Niall Ferguson’s Mistake Makes the Case for Metadata

Harvard historian Niall Ferguson goofed on Bloomberg TV yesterday. Arguing that the 2009 stimulus had little effect, he said:

The point I made in the piece [his controversial cover story in Newsweek] was that the stimulus had a very short-term effect, which is very clear if you look, for example, at the federal employment numbers. There’s a huge spike in early 2010, and then it falls back down.  (This is slightly edited from the transcription by Invictus at The Big Picture.)

That spike did happen. But as every economic data jockey knows, it doesn’t reflect the stimulus; it’s temporary hiring of Census workers.

Ferguson ought to know that. He’s trying to position himself as an important economic commentator and that should require basic familiarity with key data.

But Ferguson is just the tip of the iceberg. For every prominent pundit, there are thousands of other people—students, business analysts, congressional staffers, and interested citizens—who use these data and sometimes make the same mistakes. I’m sure I do as well—it’s hard to know every relevant anomaly in the data. As I said in one of my first blog posts back in 2009:

Data rarely speak for themselves. There’s almost always some folklore, known to initiates, about how data should and should not be used. As the web transforms the availability and use of data, it’s essential that the folklore be democratized as much as the raw data themselves.

How would that democratization work? One approach would be to create metadata for key economic data series. Just as your camera attachs time, date, GPS coordinates, and who knows what else to each digital photograph you take, so could each economic data point be accompanied by a field identifying any special issues and providing a link for users who want more information.

When Niall Ferguson calls up a chart of federal employment statistics at his favorite data provider, such metadata would allow them to display something like this:

 

Clicking on or hovering over the “2” would then reveal text: “Federal employment boosted by temporary Census hiring; for more information see link.” And the stimulus mistake would be avoided.

I am, of course, skimming over a host of practical challenges. How do you decide which anomalies should be included in the metadata? When should charts show a single flag for metadata issues, even when the underlying data have it for each affected datapoint?

And, perhaps most important, who should do this? It would be great if the statistical agencies could do it, so the information could filter out through the entire data-using community. But their budgets are already tight. Failing that, perhaps the fine folks at FRED could do it; they’ve certainly revolutionized access to the raw data. Or even Google, which already does something similar to highlight news stories on its stock price charts, but would need to create the underlying database of metadata.

Here’s hoping that someone will do it. Democratizing data folklore would reduce needless confusion about economic facts so we can focus on real economic challenges. And it just might remind me what happened to federal employment in early 2009.
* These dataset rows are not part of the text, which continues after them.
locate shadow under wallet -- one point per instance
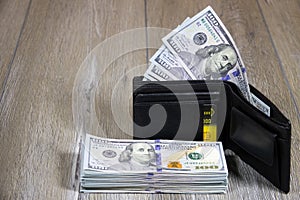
(215, 111)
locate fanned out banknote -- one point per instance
(201, 48)
(164, 166)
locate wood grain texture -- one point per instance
(12, 16)
(283, 20)
(38, 137)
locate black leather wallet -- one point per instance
(215, 110)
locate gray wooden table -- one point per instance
(43, 48)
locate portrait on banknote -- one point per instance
(210, 62)
(136, 156)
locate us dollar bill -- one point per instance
(171, 63)
(144, 156)
(207, 50)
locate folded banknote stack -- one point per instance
(201, 48)
(152, 166)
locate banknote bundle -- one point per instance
(152, 166)
(200, 48)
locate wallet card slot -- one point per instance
(165, 97)
(252, 137)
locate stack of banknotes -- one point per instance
(201, 48)
(152, 166)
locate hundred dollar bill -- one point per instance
(153, 156)
(208, 50)
(193, 157)
(171, 63)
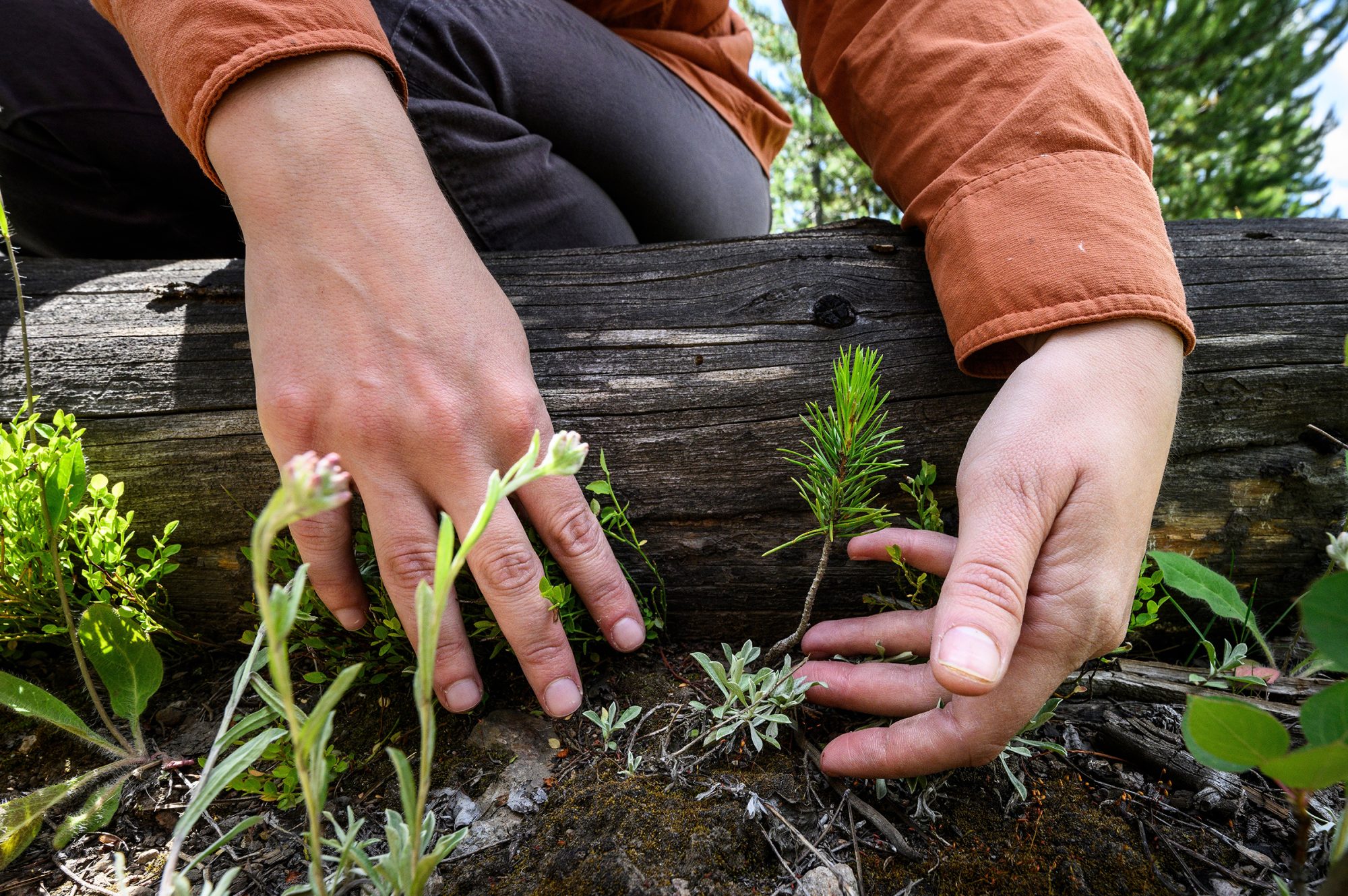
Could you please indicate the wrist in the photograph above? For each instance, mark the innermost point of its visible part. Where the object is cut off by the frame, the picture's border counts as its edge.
(319, 139)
7 thoughts on “Niall Ferguson’s Mistake Makes the Case for Metadata”

  1. What a great post, thank you!

    I’ve been trying to make similar arguments and I really fear that data gets misused and misinterpreted by perfectly innocent people who just don’t have the time to figure out all the catches and caveats hidden in the numbers.

    But there are two big problems I see:

    1. How do we identify trends, breaks, or “abnormalities” in the data that actually need explanation?

    Example: Census hiring might seem obvious enough, but is a 5% jump in a stock’s price enough to justify looking for a specific event that may have caused such a jump?

    What if the market as a whole was up 5% too? Should Google therefore look at residual price changes (i.e. after correcting for overall market movements with a CAPM)?

    2. To attach specific events to time series as a candidate explanation for some kind of apparent shift, break, trend, or abnormality requires great care.

    It’s easy to mislead people by pointing to one cause when that cause only explains 20% of the observed change in the data.

    So should these kinds of attached explanations report how much of the observed change in the data might be due to the explanation provided?

    How?

    Example: Census hiring is an easy enough explanation for the 2010 spike in Federal employment, but I might doubt that anyone, Google in particular, could possibly decide which of the thousands of events that affect stock prices at different times actually explains a significant portion of a price change.

    And how much of a trend, break, or abnormality should one factor explain before it shows up in the chart, for example? 10%? 100%? How can we tell?

    It’s all very problematic, unfortunately.

    PS: I used the stock price thing with Google only as an example. I think the underlying principles apply to other data too though.

    1. Good points. One screen would be whatever information that the statistics publishers choose to identify. BLS, for example, chose to identify the Census effect specifically in its data releases, but as text which gets lost when people access the data series. So that would make the cut. And you’d want to make it easy to get BLS’s estimate of the number of Census workers to see how that compares to the anomaly. As you say, there will be some cases where the additional info explains only a part of the move.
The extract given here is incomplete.